My neighbor replaced his Confederate flag with the island’s overall preferred Trump flag, I still hung my Pride flag, so I never really fit in or was invited to parties, but was grateful for the lovely women of the book club where I spent many years. I donated all my winnings at Bingo back to the fire hall, faithfully supported the wonderful country store and local shop, and donated to fundraisers when I ran the beachcombing museum and candle shop in town. I discovered and was grateful for friendships here and there along the way.
But I made one friend who will forever be close to my heart. Elaine’s had a long career in crabbing and oystering on Tilghman and I met her as a result of our common love for sea glass hunting. We were friends because of our sarcasm and raunchy senses of humor. Over the years she and her granddaughter worked at my candlemaking business, and this connection made the island a little less lonely. I took her to New York because there was a beach there she wanted to see, and as someone who spent her whole life on Tilghman, she’d never seen the Statue of Liberty.
It’s difficult to capture in words the life of a salty soul who can never remember how many grandchildren and great-grandchildren she has. Island lives are different. Countless hours on the water, when the ice and heat carve lines in your face, hands and heart, create a different type of person in a Tilghman Islander than an “up the roader.” James Michener writes in Chesapeake about an archetype of the earliest settlers of this area, and the arrowheads of the Choptank Indians from this island are in the beachcombed collection of Elaine.
Jay Fleming’s book Island Life is about the particular characteristics of the watermen of Smith and Tangier islands. Tilghman’s different. There’s something more raw here; the figs grow better in the rich soil where the region’s seafood supply is caught and the busiest drawbridge in North America rises and falls. It’s not for everyone. To be a waterman here is one thing, there’s an entire museum here dedicated to their history, but to be a woman who works the water is something entirely different; it takes a far more resounding kind of strength that knows no depths.
Elaine raised four children while she was crabbing and oystering in an industry dominated by men, rejecting the more commonly-accepted tradition for women to simply pick crabs or bake cakes. She wanted to be where the action was, and her wild stories of adventures during brutal storms at bay, interactions with state officials trying to regulate watermen, and more are always thrilling. I’ll always remember our time on shorelines together, and her nickname for me: “Fire Marshall Bill,” from the time I sprayed a can of fire extinguisher on the entire table (and her) preventatively when a tiny fire erupted while she was wax-sealing a candle.
My daughter Faith, who graduates in a few weeks from Johns Hopkins with a degree in Environmental Science, adores Elaine as well and after spending much of her childhood on the island, Faith wrote her senior capstone project “Tradition, Change and Adaptation: Women and the Chesapeake Bay” about the impact of women like Elaine.

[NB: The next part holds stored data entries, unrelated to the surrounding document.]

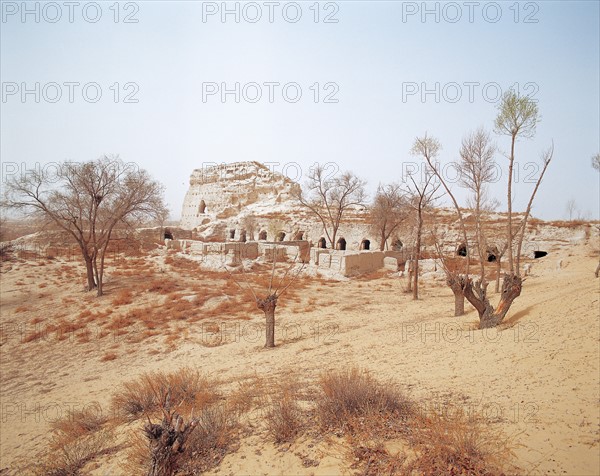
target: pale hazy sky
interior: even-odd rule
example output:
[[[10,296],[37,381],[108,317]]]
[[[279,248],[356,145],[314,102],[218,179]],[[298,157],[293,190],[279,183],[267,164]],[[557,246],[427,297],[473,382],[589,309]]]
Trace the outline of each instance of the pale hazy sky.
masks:
[[[598,218],[599,15],[597,1],[3,1],[2,172],[120,154],[164,183],[172,218],[206,163],[271,162],[295,178],[285,164],[306,175],[332,162],[372,192],[401,180],[425,131],[456,160],[516,85],[542,115],[517,146],[517,205],[554,140],[534,215],[565,218],[575,199]],[[235,83],[239,97],[222,98]],[[503,204],[504,188],[502,176]]]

The term “watermen” seems gendered in a world where we adapted “policemen” into “police officers” but in her interviews with Elaine, Faith discovered she prefers it.

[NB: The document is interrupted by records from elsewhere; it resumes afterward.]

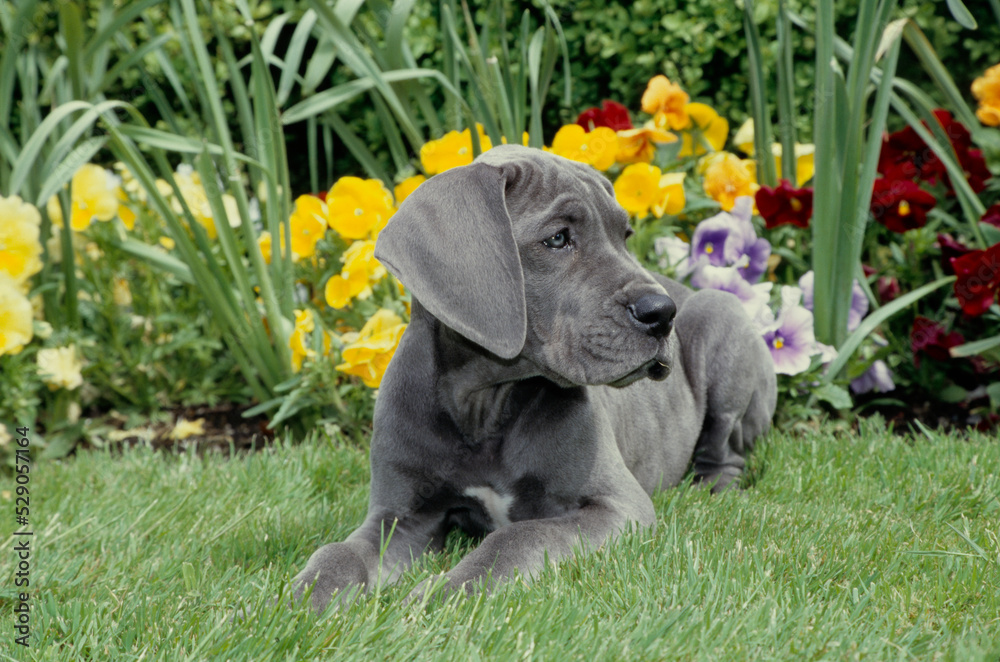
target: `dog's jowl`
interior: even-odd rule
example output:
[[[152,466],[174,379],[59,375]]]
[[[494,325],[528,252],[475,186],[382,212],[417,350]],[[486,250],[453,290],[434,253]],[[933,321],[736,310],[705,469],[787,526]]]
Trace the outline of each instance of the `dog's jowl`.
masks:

Elaine fried “crab nuggets” for me one night, a delicacy that she makes from crab “peelers”—the fragile state when crabs are between hard-shell and soft-shell state—the body section only, lightly fried. It’s not something you can buy in a store, and as someone who learned to catch and steam her own crabs on this island, it’s the greatest thing I’ve ever eaten.
Our friendship politically might’ve seemed unlikely—when I got the Covid vaccine I remember her telling me it was “the mark of the beast” and I told her I already got those sixes on the back of my neck when I joined Antifa. She’s the exception in my life, bridging that political gap because we don’t “go there” when together, but the friendship we share is the reminder that in our country, even in a time when forces try to tear us apart, there are still times and places where we have more in common than we differ.